China set for ‘steady, continuous’ foreign capital inflows as overseas investors return amid reopening
- Foreign investors purchased a net US$12.6 billion of stocks and bonds in the first half of January, the State Administration of Foreign Exchange said
- China faced capital outflow pressure last year amid its economic slowdown, aggressive US interest rate increases and Russia’s invasion of Ukraine
China is expected to see “steady and continuous” capital inflows this year after its reopening, as overseas investors increased holdings of onshore yuan assets in January.
Foreign investors purchased a net US$12.6 billion of stocks and bonds in the first half of January, having bought a net US$15.7 billion in December, according to the State Administration of Foreign Exchange (SAFE).
“In terms of the latest market data, foreign investment in the domestic securities market has been active recently,” said SAFE spokeswoman Wang Chunying on Wednesday.
But it witnessed a recovery in capital flows last month due to a slower pace of US interest rate increases and Beijing’s pivot away from its zero-Covid policy.

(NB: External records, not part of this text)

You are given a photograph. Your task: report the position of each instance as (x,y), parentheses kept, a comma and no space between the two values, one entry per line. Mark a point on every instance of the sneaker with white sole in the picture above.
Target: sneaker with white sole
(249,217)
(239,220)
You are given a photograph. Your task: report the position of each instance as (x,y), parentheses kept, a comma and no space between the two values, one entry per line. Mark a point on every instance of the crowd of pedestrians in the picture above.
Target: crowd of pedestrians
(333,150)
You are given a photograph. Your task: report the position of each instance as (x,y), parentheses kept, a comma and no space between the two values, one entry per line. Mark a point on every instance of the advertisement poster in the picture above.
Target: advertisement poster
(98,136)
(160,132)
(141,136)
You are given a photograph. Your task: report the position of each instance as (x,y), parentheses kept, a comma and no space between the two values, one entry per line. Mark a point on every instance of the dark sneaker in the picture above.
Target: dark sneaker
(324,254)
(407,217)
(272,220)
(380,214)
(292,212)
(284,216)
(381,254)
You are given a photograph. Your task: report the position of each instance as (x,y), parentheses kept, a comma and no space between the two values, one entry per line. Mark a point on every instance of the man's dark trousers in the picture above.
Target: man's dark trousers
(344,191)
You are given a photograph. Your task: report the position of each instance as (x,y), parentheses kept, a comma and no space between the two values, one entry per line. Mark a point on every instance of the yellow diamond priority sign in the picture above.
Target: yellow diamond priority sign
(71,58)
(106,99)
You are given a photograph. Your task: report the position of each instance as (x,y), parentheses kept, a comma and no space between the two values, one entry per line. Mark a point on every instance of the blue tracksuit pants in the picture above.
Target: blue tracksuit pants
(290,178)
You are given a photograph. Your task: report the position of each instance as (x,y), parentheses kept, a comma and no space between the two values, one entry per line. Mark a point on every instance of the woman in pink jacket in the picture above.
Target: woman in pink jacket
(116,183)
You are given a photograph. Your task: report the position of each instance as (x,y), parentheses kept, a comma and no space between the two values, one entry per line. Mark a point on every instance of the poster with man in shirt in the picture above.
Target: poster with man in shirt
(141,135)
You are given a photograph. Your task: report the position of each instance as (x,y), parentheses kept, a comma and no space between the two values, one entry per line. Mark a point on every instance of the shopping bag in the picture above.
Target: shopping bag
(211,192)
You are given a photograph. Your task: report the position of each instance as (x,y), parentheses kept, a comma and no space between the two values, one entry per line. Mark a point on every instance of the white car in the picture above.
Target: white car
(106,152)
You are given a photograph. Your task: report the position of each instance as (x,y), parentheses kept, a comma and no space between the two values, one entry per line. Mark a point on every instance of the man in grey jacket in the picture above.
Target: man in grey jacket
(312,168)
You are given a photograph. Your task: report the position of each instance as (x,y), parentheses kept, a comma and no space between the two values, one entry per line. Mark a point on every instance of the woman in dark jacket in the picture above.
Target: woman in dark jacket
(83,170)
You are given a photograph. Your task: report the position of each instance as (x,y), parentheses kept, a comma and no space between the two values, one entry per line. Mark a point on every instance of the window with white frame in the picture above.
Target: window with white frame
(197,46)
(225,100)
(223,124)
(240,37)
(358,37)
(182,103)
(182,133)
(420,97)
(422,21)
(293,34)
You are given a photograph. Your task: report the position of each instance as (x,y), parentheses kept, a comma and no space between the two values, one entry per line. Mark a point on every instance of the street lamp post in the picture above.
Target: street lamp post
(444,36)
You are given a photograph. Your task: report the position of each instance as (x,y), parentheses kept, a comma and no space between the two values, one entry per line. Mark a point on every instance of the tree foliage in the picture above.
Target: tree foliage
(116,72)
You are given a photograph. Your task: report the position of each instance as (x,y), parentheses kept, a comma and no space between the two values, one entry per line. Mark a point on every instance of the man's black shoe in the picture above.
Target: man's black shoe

“Looking ahead, the external situation is still uncertain, but the domestic economy is likely to rebound, and we have a foundation and conditions to keep a stable performance in foreign exchange market, and cross-border capital movement will become more stable,” added Wang.
“China will see stable economic growth and yuan assets have become more attractive as safe-haven assets, which will support steady and continuous foreign investment in the Chinese securities markets,” said Wang.
The Chinese yuan has been strengthened over the past week against the US dollar, amid rising confidence in the country’s economic prospects this year.
Beijing has also made restoring market confidence a major task this year, with a lack of policy certainty and predictability major concerns for foreign businesses and the private sector, hurting the allure of the Chinese market as a prime investment destination.
Wang said China will continue to create a sound policy environment for cross-border capital flows, while also increasing efforts to attract foreign capital.
“Inflation in major developed economies has eased recently, while economic downward pressures are on the rise, which may lead paces of monetary tightening to ease and the marginal weakening of the spillover effects,” Wang added.
People’s Bank of China deputy governor Xuan Changneng said last week that the central bank would appropriately handle shocks emanating from monetary adjustments in advanced economies.